- The Washington Times - Thursday, February 7, 2002

Republicans, anticipating that some form of campaign finance reform is likely to pass the House next week, are preparing to offer amendments to "better" the bill rather than offer "poison-pill" amendments to make the legislation unpassable.
"I think right now we're looking to make sure if this thing becomes law we want to have a workable bill. It's not a workable bill," said Rep. Thomas M. Davis III, Virginia Republican and chairman of the National Republican Congressional Committee.
Supporters of campaign finance reform have always feared that the use of "poison-pill" amendments would make the bill unpalatable to a majority of House members. But Republicans, apparently conceding that some type of bill is likely to pass, are now thinking their best chance is to try to remove the parts of the legislation they object to most.
"I think the whole poison-pill idea is almost dead," said one Republican leadership official, who said the focus now is on "realistic amendments" that will make the bill more workable.
But Republicans also know that the more amendments they can attach, the less likely the bill will be acceptable to a majority in the Senate. In that case, the two chambers would convene a conference committee to work out differences, and campaign finance reform supporters say the bill would probably die in committee.
"A conference, frankly, would probably be a black hole as this legislation is concerned," said Rep. Michael N. Castle, Delaware Republican.
The bill is scheduled for a vote on Wednesday. If the bill does pass Congress, the president has said he would sign some form of campaign finance reform.
The bill, sponsored by Rep. Martin T. Meehan, Massachusetts Democrat, and Rep. Christopher Shays, Connecticut Republican, would ban "soft money," the large contributions to political parties that go to issue-advocacy ads and organization activities. It would also restrict the way interest groups are able to run ads before an election.
Republicans still plan to offer a substitute bill sponsored by Rep. Bob Ney, Ohio Republican, and Rep. Albert R. Wynn, Maryland Democrat, that would cap instead of ban soft-money contributions to parties.
But both sides of the debate agree that the bigger threat to campaign finance reform legislation will be amendments to alter the bill so that it is substantially different from the version that passed the Senate last year with 59 votes.
Another debate will be over the bill's effective date. As written, the bill would take effect before the elections this November but Democratic leaders have said they may want to amend the bill to begin next year.
If the bill does pass, both parties say they will be ready.
Maria Cardona, a spokeswoman for the Democratic National Committee, said the committee has focused on building a larger list of hard-money donors and, for the first time in 20 years, raised more hard money than soft money last year.
On the Republican side, Mr. Davis said his committee has been brainstorming ideas for what to do if the bill becomes law including pre-buying media time with soft money between the period the bill passes and takes effect.
He said that while he thinks that strategy is legal, the likely criticism from the press would hurt Republicans.
However, House Speaker J. Dennis Hastert of Illinois warned his fellow Republicans that the bill as written would cost them the House in the 2002 elections.

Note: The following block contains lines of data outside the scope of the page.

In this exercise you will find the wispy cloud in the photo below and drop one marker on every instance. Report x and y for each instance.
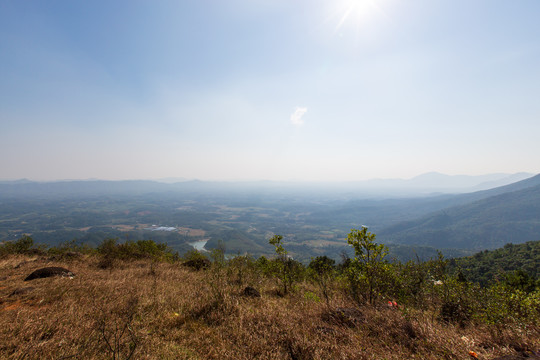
(296, 116)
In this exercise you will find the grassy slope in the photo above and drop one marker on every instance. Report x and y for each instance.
(174, 313)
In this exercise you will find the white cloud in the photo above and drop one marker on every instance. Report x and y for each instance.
(296, 116)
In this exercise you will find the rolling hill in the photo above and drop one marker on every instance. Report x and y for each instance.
(492, 218)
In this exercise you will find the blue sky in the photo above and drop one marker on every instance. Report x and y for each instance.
(315, 90)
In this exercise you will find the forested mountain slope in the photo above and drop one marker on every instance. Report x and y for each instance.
(509, 217)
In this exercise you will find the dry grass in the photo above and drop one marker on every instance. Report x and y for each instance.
(165, 311)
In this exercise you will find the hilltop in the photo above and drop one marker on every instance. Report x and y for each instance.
(137, 300)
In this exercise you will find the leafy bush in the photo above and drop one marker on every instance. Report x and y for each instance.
(110, 248)
(24, 245)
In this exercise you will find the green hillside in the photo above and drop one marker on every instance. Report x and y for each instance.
(486, 266)
(511, 217)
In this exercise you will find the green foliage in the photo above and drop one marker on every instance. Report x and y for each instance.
(70, 246)
(322, 271)
(487, 266)
(194, 255)
(24, 245)
(140, 249)
(276, 241)
(368, 270)
(284, 268)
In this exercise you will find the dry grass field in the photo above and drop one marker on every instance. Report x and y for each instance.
(148, 310)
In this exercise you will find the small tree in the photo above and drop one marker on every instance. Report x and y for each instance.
(286, 269)
(368, 267)
(322, 270)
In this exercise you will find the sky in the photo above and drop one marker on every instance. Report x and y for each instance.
(303, 90)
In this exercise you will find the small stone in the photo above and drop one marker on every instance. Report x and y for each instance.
(48, 272)
(251, 292)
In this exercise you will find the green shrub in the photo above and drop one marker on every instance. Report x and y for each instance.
(24, 245)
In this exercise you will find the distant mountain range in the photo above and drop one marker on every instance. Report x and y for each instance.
(426, 184)
(485, 219)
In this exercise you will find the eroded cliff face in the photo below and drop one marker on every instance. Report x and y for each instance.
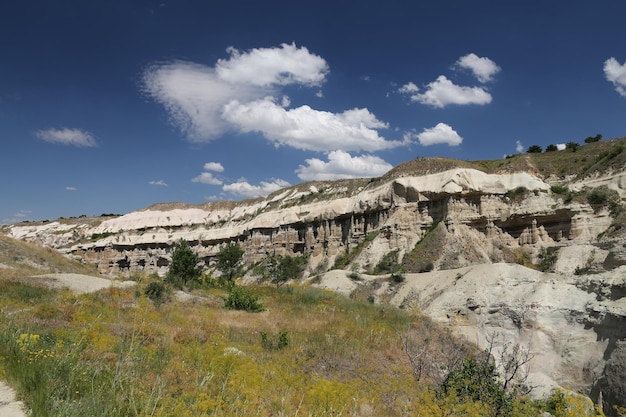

Yet if the bill does pass, Republican leaders have vowed to make the legislation effective this year.
"We want it this year we're ready for it this year, the Democrats aren't. We have the hard dollars on hand, the Democrats don't," Mr. Davis said.
But Kim Rubey, a spokeswoman for the Democratic Congressional Campaign Committee, said if that's the case, she wondered "why they didn't vote to support it over the summer when they had the opportunity to enact campaign finance reform for this cycle."